Files
2026-03-22 17:26:26 -04:00

3.7 KiB

Critical Blackwell GB10 Fixes for vLLM

Overview

Three critical fixes are required for vLLM on Blackwell GB10 (sm_121a) GPUs with CUDA 13.0+:

  1. CMakeLists.txt SM120 Support - Add missing architecture
  2. vLLM Commit Version - Use commit with Blackwell/Triton fixes
  3. Triton Version Pinning - Use tested working commit

Fix 1: CMakeLists.txt SM120 Support

Root Cause

vLLM v0.11.1rc3 CMakeLists.txt has incomplete architecture support for Blackwell GB10 (sm_121a) MOE kernels when using CUDA 13.0+.

The Problem

For CUDA 13.0+, the code uses these branches:

  • Line 490: Regular MOE kernels
  • Line 671: Grouped MM MOE kernels

Original v0.11.1rc3:

# Line 490
cuda_archs_loose_intersection(SCALED_MM_ARCHS "10.0f;11.0f" "${CUDA_ARCHS}")

# Line 671
cuda_archs_loose_intersection(SCALED_MM_ARCHS "10.0f;11.0f" "${CUDA_ARCHS}")

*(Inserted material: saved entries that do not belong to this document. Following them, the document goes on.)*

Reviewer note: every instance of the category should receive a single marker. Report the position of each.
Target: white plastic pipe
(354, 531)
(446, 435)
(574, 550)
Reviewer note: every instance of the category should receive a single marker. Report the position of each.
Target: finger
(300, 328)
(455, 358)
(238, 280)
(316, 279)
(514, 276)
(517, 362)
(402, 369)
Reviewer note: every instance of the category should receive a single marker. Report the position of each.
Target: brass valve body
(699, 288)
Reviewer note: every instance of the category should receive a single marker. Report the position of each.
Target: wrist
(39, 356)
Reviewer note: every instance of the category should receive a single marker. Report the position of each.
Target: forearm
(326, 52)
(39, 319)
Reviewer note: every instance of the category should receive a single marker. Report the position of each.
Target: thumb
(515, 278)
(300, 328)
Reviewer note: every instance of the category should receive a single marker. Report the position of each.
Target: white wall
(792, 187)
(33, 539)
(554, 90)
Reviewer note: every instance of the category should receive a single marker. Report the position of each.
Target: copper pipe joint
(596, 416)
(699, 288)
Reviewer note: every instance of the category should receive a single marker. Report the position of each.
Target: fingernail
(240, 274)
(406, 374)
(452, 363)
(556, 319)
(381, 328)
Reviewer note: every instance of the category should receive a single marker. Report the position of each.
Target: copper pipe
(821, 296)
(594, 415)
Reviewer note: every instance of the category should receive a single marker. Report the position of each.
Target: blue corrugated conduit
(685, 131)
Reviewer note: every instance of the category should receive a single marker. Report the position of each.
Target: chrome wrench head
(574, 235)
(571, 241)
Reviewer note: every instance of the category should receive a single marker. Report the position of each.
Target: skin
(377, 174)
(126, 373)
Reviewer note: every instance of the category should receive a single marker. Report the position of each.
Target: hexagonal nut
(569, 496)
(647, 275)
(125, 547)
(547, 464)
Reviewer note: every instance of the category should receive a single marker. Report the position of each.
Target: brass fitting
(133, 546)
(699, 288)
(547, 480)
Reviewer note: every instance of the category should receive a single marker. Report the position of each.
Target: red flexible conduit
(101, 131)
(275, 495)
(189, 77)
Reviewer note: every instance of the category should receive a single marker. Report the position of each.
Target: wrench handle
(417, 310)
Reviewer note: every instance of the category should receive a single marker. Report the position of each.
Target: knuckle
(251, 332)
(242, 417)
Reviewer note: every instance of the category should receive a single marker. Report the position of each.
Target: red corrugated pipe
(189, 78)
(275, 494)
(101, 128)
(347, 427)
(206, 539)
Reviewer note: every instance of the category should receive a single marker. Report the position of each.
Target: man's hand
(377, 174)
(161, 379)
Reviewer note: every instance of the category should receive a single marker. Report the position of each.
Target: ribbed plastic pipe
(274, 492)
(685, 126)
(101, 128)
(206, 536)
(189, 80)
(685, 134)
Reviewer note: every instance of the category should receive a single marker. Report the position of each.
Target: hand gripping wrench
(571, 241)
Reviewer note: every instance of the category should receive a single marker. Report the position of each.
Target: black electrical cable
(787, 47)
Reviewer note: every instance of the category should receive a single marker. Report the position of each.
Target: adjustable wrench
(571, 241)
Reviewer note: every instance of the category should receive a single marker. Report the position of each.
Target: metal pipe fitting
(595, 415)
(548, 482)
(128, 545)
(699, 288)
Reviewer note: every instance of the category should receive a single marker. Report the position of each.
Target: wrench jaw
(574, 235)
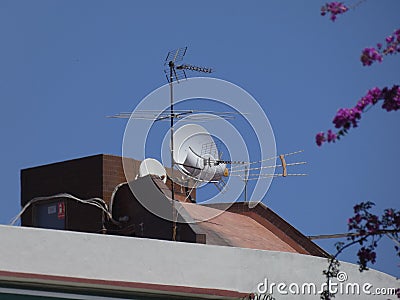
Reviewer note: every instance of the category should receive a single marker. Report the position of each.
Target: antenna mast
(172, 74)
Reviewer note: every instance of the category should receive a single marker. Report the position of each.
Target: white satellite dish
(196, 154)
(151, 166)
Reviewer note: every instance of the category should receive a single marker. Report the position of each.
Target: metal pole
(171, 79)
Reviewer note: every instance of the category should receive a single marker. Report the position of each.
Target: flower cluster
(346, 118)
(334, 8)
(371, 55)
(364, 225)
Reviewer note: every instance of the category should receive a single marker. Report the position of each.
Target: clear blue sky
(65, 65)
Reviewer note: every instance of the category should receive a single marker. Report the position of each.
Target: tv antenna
(172, 70)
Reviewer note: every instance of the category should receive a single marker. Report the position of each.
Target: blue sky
(65, 65)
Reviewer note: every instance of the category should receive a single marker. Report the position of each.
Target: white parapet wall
(52, 256)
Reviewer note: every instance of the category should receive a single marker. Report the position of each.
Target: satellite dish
(196, 154)
(151, 166)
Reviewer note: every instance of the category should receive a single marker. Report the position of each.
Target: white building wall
(114, 258)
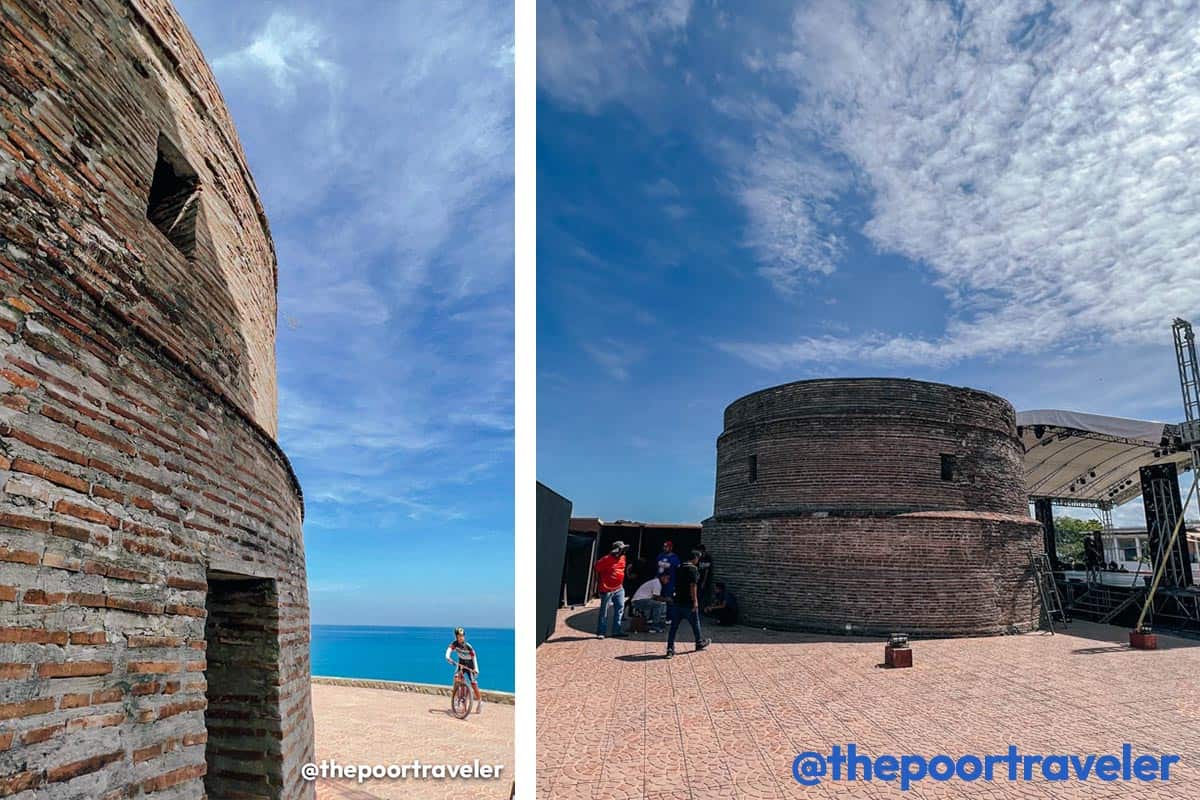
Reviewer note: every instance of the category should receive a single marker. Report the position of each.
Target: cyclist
(468, 663)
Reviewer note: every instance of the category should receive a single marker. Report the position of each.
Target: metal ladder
(1189, 382)
(1048, 590)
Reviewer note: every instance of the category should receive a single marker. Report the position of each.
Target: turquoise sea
(412, 654)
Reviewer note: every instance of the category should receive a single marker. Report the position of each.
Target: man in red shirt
(611, 575)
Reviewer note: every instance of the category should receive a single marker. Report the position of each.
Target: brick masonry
(833, 511)
(151, 557)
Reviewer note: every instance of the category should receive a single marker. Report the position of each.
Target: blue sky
(732, 196)
(381, 138)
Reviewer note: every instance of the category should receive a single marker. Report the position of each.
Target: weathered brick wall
(849, 519)
(137, 414)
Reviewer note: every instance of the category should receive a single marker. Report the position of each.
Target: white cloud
(615, 358)
(287, 49)
(598, 50)
(1039, 164)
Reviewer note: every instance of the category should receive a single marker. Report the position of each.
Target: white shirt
(648, 589)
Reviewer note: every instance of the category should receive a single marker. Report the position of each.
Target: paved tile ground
(615, 720)
(373, 726)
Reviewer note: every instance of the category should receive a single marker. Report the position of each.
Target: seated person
(725, 606)
(649, 602)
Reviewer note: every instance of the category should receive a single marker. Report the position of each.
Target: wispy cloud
(1033, 158)
(615, 358)
(395, 239)
(599, 50)
(288, 50)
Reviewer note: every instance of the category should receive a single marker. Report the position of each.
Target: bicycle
(460, 695)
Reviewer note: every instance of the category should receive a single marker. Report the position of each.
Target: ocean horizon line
(419, 627)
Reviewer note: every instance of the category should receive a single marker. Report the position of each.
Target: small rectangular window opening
(948, 467)
(174, 197)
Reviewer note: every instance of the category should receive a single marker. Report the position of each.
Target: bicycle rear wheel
(460, 699)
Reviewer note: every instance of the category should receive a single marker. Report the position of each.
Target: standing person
(706, 575)
(687, 602)
(651, 602)
(611, 573)
(667, 565)
(469, 662)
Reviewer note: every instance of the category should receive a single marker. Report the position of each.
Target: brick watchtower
(154, 618)
(874, 505)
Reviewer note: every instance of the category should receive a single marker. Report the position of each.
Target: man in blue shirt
(667, 565)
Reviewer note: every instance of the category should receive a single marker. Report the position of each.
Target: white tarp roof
(1092, 458)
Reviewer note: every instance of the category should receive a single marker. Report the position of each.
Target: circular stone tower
(871, 506)
(154, 618)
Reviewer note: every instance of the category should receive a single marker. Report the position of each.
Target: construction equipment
(1048, 590)
(1189, 429)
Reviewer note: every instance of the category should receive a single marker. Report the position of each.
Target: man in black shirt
(687, 602)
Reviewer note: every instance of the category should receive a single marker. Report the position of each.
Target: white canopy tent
(1091, 459)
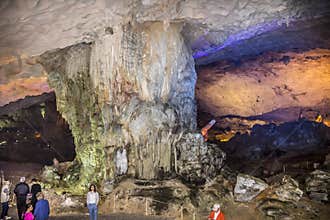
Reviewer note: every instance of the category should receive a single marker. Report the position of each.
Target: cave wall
(285, 82)
(33, 131)
(131, 89)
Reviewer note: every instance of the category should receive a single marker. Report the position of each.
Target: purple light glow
(243, 35)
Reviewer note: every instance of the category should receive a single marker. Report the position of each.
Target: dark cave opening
(270, 101)
(33, 131)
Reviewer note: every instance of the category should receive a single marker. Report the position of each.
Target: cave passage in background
(33, 131)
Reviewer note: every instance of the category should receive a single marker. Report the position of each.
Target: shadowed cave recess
(125, 102)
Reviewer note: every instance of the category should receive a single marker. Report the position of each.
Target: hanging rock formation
(131, 89)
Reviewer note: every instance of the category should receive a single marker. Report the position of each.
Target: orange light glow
(37, 135)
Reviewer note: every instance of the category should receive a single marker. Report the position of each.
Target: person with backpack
(42, 210)
(28, 214)
(35, 188)
(5, 194)
(21, 191)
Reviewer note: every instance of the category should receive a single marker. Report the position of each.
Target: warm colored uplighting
(224, 137)
(19, 88)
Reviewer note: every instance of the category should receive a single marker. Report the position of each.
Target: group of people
(31, 204)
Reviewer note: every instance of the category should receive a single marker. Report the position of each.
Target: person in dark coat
(41, 212)
(21, 190)
(35, 188)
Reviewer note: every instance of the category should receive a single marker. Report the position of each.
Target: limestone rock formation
(288, 190)
(292, 81)
(35, 26)
(318, 185)
(136, 87)
(196, 160)
(248, 187)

BOTH lines are missing 12.0f (SM120) support!

The Fix

Both lines need 12.0f added:

# Line 490
cuda_archs_loose_intersection(SCALED_MM_ARCHS "10.0f;11.0f;12.0f" "${CUDA_ARCHS}")

# Line 671
cuda_archs_loose_intersection(SCALED_MM_ARCHS "10.0f;11.0f;12.0f" "${CUDA_ARCHS}")

Error Symptoms

Without this fix:

ImportError: undefined symbol: _Z20cutlass_moe_mm_sm100RN2at6TensorERKS0_S3_S3_S3_S3_S3_S3_S3_S3_bb

The MOE kernels for SM100/SM120 aren't compiled, causing import failures.

Why install.sh Works

The sed command on line 323:

sed -i 's/cuda_archs_loose_intersection(SCALED_MM_ARCHS "10.0f;11.0f"/cuda_archs_loose_intersection(SCALED_MM_ARCHS "10.0f;11.0f;12.0f"/' CMakeLists.txt

This replaces ALL occurrences, fixing both lines 490 and 671 in one command.

Verified Solution

Tested on NVIDIA DGX Spark with Blackwell GB10, CUDA 13.0:

  • [OK] Line 490 fixed: "10.0f;11.0f;12.0f"
  • [OK] Line 671 fixed: "10.0f;11.0f;12.0f"
  • [OK] vLLM imports successfully
  • [OK] No cutlass_moe_mm_sm100 symbol errors
  • [OK] Build time: ~19 minutes

Fix 2: vLLM Commit Version

Issue

vLLM tag v0.11.1rc3 lacks critical Triton/PyTorch Inductor fixes for Blackwell.

Solution

Use commit 66a168a197ba214a5b70a74fa2e713c9eeb3251a (6 commits ahead of v0.11.1rc3):

  • Contains Triton JIT compilation fixes
  • Includes PyTorch Inductor optimizations for Blackwell
  • Adds proper backend registration handling

Installation

cd vllm
git checkout 66a168a197ba214a5b70a74fa2e713c9eeb3251a
git submodule update --init --recursive

Fix 3: Triton Version Pinning

Issue

Latest Triton main branch (as of late October 2025) has intermittent JITFunction compilation issues with PyTorch Inductor on Blackwell.

Solution

Pin to tested working commit: 4caa0328bf8df64896dd5f6fb9df41b0eb2e750a (October 25, 2025)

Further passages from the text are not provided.